Quarry Bank Mill letters show Victorians 'not stern and detached'

  • Published
Portrait of Emily Gair Greg and her father's letter
Image caption,

The letters include a description of Emily as a "dear, good little girl as ever was"

Letters by the relatives of a Victorian child who died suddenly show the people of the era were "not as stern as is often thought", an archivist has said.

Ellen Fenton from Quarry Bank Mill said the letters "detail poetically" the Greg family's love for six-year-old Emily, who died of scarlet fever.

"In their letters, there is a lot of emotion and, on certain occasions, a lot of humour," she said.

The letters about the death in 1876 are on display at the Cheshire mill.

The Greg family built and ran five mills in the Cheshire and Manchester area during the Industrial Revolution.

Ms Fenton said their letters detailed how the girl's father, Henry, had been "with his daughter when she died after being taken ill very suddenly".

"This perception of stern Victorian families was not necessarily the truth and in their letters, there is a lot of emotion and, on certain occasions, a lot of humour."

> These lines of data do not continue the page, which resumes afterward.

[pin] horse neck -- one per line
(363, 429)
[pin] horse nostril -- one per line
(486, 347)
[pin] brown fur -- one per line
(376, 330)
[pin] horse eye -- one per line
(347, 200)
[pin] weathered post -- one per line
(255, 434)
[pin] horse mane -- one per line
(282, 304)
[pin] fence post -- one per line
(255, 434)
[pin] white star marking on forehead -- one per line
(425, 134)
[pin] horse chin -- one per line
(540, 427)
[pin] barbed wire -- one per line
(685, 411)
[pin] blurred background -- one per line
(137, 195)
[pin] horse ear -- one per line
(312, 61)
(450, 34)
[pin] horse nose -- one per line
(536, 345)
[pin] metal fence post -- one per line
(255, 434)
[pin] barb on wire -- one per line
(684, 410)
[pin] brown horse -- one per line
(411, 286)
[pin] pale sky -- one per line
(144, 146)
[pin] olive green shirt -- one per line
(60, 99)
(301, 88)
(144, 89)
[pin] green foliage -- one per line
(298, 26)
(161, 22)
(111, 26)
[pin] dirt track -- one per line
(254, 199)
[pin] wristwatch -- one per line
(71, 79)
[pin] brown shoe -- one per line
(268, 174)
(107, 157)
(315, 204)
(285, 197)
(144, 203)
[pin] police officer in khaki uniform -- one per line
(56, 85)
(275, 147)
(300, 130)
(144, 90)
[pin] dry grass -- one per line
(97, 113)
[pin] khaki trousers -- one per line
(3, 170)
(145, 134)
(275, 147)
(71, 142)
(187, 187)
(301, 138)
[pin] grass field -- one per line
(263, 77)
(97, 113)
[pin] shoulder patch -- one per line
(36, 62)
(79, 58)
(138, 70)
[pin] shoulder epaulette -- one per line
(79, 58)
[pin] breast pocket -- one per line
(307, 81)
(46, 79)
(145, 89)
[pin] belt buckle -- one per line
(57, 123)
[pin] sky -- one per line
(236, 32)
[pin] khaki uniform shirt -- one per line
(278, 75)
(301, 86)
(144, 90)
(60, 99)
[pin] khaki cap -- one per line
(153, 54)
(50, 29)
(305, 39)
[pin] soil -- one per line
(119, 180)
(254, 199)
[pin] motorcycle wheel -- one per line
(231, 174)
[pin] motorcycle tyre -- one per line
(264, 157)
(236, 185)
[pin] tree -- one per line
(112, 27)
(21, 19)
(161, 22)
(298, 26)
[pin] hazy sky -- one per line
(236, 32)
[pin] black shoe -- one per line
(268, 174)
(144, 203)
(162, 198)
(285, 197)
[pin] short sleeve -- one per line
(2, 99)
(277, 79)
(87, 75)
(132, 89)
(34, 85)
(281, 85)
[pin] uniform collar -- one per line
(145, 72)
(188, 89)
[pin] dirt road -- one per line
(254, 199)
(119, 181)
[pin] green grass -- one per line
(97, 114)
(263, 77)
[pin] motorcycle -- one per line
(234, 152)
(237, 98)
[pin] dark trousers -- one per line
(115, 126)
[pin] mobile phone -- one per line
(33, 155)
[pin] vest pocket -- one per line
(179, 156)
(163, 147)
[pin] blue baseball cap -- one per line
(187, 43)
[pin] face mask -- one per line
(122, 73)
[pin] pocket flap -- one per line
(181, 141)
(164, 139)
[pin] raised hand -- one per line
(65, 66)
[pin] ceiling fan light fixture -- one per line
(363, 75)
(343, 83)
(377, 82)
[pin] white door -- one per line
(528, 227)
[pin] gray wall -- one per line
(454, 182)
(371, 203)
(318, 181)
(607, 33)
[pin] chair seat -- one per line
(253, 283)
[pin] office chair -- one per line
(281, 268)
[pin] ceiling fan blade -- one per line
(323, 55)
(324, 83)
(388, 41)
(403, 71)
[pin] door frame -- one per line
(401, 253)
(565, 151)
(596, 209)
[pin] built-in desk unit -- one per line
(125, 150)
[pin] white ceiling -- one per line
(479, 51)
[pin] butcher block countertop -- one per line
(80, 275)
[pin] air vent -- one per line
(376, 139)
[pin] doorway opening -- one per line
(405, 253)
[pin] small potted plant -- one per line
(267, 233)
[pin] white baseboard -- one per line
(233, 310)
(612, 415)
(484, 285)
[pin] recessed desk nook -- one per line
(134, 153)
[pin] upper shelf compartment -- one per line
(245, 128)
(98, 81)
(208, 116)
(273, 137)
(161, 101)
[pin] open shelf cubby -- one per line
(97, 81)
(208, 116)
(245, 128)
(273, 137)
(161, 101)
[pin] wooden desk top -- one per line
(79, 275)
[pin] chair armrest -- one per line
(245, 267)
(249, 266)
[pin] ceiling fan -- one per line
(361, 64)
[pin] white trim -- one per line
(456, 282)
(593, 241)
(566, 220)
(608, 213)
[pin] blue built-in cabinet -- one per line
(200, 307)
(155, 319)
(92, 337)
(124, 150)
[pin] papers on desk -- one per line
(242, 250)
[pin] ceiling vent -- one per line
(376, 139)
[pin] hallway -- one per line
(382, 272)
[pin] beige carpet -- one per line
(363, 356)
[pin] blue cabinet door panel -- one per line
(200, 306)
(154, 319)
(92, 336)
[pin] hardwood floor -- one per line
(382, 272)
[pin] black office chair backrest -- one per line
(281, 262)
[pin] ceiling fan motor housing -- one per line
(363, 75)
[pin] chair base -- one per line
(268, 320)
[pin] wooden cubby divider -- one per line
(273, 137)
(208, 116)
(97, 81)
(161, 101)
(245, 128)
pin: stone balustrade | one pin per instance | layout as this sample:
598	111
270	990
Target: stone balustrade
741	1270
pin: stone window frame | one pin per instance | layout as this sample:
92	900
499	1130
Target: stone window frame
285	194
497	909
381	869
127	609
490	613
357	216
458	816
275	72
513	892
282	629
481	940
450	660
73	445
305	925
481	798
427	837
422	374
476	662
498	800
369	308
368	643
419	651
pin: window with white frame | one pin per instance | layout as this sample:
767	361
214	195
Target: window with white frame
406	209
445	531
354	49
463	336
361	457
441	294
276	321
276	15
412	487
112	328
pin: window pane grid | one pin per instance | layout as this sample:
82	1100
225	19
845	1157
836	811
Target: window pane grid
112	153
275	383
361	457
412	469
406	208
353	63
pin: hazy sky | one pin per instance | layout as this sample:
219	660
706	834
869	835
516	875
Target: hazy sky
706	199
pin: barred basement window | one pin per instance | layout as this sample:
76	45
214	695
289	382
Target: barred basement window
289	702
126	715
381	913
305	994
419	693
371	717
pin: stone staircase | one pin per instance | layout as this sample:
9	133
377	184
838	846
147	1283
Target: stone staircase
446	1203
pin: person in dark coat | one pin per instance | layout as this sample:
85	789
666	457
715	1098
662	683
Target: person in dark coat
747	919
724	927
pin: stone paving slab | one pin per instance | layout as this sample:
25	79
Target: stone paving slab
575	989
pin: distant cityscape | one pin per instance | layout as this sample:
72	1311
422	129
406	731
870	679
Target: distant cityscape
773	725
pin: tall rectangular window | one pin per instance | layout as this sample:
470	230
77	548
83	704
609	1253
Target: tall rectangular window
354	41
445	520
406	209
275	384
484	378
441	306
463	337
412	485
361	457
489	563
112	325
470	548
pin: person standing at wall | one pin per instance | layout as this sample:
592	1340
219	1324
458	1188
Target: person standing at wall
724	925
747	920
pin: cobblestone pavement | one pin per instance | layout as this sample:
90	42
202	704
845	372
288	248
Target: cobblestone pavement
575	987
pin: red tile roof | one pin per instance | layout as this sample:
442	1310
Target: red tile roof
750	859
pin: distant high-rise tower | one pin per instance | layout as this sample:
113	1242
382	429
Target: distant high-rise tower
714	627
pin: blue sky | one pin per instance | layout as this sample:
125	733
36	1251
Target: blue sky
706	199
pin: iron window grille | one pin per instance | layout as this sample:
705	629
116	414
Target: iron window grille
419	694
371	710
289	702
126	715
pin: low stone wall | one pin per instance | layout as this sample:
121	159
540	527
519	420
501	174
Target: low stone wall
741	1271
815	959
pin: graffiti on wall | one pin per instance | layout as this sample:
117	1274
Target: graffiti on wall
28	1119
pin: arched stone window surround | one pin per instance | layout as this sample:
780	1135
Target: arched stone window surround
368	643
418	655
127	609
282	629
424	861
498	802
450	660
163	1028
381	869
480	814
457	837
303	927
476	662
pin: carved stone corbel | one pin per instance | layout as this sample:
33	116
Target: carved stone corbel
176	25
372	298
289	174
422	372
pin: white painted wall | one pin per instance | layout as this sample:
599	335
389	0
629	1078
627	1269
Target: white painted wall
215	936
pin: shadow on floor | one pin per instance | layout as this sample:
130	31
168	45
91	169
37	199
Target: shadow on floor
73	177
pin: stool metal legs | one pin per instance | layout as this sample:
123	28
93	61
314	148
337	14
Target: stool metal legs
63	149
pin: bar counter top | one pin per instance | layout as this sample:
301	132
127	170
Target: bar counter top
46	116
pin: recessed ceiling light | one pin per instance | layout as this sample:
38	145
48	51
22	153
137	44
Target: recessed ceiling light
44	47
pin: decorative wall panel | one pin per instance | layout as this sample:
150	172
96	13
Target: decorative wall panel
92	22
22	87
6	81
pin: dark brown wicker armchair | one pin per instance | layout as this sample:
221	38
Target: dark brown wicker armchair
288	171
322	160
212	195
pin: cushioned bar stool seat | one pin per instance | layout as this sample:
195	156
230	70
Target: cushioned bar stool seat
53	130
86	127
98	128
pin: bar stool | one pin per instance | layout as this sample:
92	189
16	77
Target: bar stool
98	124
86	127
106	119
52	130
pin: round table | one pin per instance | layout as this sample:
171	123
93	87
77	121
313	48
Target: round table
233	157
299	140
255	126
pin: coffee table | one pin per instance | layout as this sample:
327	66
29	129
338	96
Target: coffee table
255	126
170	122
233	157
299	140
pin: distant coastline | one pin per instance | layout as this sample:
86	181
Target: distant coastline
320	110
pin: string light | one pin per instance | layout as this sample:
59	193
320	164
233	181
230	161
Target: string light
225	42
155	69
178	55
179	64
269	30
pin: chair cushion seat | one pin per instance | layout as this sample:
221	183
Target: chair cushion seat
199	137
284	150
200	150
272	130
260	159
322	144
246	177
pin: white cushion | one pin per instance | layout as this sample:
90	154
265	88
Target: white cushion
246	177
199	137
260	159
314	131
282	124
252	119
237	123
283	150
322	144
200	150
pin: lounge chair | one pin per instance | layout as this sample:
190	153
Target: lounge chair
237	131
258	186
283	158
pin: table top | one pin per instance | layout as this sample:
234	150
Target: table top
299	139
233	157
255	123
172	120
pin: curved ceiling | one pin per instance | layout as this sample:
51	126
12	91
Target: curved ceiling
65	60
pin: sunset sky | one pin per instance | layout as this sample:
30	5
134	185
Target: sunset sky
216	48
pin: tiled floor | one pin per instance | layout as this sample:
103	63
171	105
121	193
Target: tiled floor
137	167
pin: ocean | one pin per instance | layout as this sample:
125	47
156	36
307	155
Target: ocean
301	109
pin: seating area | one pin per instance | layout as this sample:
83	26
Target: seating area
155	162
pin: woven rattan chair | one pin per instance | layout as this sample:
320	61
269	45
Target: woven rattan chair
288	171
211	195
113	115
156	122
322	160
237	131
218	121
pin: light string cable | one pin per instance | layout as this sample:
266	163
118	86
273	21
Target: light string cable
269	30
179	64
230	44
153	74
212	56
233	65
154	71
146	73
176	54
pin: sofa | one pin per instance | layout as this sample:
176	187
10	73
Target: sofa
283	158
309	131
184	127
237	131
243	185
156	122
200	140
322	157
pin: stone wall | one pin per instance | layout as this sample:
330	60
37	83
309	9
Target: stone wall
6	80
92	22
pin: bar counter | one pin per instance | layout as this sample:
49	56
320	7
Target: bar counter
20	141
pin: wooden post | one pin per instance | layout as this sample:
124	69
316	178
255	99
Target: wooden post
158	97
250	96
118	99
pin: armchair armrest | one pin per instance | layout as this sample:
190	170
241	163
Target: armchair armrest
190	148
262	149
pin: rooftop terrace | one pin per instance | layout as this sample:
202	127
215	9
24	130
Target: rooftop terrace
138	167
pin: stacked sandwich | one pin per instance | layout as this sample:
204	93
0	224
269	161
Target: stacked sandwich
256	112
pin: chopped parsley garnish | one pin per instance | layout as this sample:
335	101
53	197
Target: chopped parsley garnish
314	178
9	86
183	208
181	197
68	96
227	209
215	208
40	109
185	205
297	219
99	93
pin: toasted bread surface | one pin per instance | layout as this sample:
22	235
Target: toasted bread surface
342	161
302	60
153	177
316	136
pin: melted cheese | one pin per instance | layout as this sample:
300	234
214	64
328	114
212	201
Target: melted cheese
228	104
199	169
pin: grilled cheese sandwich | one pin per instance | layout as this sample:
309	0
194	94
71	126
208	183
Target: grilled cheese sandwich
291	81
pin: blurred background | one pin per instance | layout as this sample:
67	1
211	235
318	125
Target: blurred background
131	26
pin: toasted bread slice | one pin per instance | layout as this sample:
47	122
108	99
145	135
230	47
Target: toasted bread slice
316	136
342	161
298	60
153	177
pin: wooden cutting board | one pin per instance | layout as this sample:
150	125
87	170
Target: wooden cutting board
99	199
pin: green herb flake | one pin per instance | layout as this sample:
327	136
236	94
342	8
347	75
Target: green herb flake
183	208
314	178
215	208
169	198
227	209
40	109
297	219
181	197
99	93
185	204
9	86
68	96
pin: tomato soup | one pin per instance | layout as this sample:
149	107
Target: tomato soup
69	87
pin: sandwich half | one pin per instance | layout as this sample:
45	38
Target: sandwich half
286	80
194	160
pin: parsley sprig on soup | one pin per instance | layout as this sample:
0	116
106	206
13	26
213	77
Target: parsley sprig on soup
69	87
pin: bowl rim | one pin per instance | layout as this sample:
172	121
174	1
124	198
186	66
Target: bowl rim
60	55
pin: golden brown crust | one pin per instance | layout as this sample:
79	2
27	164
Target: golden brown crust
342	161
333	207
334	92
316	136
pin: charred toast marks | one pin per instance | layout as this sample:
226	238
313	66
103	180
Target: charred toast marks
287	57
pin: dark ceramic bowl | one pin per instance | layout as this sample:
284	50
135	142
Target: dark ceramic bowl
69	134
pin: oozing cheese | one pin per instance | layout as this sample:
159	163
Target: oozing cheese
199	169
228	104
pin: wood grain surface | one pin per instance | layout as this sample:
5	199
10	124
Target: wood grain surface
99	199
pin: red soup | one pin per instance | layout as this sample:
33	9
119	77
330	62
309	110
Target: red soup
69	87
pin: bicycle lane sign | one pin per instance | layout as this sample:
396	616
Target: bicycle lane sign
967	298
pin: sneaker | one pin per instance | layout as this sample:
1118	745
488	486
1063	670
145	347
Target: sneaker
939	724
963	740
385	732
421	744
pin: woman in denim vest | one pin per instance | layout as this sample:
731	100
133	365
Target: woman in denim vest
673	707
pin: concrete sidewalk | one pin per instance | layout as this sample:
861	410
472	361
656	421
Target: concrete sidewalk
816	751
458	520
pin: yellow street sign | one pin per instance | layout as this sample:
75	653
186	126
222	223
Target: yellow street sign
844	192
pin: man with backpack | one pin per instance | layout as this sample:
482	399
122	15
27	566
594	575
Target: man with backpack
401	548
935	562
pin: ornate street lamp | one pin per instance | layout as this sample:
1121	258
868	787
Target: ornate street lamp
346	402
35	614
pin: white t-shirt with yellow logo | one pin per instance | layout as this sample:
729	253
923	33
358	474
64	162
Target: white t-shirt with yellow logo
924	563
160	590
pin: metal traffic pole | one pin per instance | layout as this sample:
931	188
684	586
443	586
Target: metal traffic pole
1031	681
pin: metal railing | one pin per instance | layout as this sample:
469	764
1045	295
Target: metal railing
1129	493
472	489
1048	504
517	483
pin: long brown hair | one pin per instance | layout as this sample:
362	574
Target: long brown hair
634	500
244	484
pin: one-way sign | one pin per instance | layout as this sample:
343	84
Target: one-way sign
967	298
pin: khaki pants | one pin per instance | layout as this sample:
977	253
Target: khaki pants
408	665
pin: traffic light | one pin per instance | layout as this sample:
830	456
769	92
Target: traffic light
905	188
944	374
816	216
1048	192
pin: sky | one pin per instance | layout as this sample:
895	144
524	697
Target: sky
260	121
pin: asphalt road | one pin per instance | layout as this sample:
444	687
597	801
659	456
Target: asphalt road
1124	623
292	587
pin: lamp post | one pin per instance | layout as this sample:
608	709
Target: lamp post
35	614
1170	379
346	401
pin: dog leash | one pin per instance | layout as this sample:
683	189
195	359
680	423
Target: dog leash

She said the letters proved Victorians - and in particular Victorian men - were "not as stern or detached from their families as is often thought".

'True insight'

The letters include a description of Emily by her father, in which he said she was a "dear, good little girl as ever was".

He went on to add that "the whole of her character was so perfectly satisfactory - it was all of the highest promise".

Image caption,

Henry Russell Greg was with his daughter Emily when she died

Another letter details how, on Emily's birthday, Henry planned a memorial day by paying for 100 children children from the nearby Stockport workhouse to have a picnic in the countryside.

Ms Fenton said the letters, which came in envelopes bordered with black to signify mourning, provided a "true insight into how Victorians dealt with love and loss".

"I think it is a shame that, in some ways, we sometimes don't express ourselves today as well as they did in their letters, she said.

"These letters make the family feel like very real people."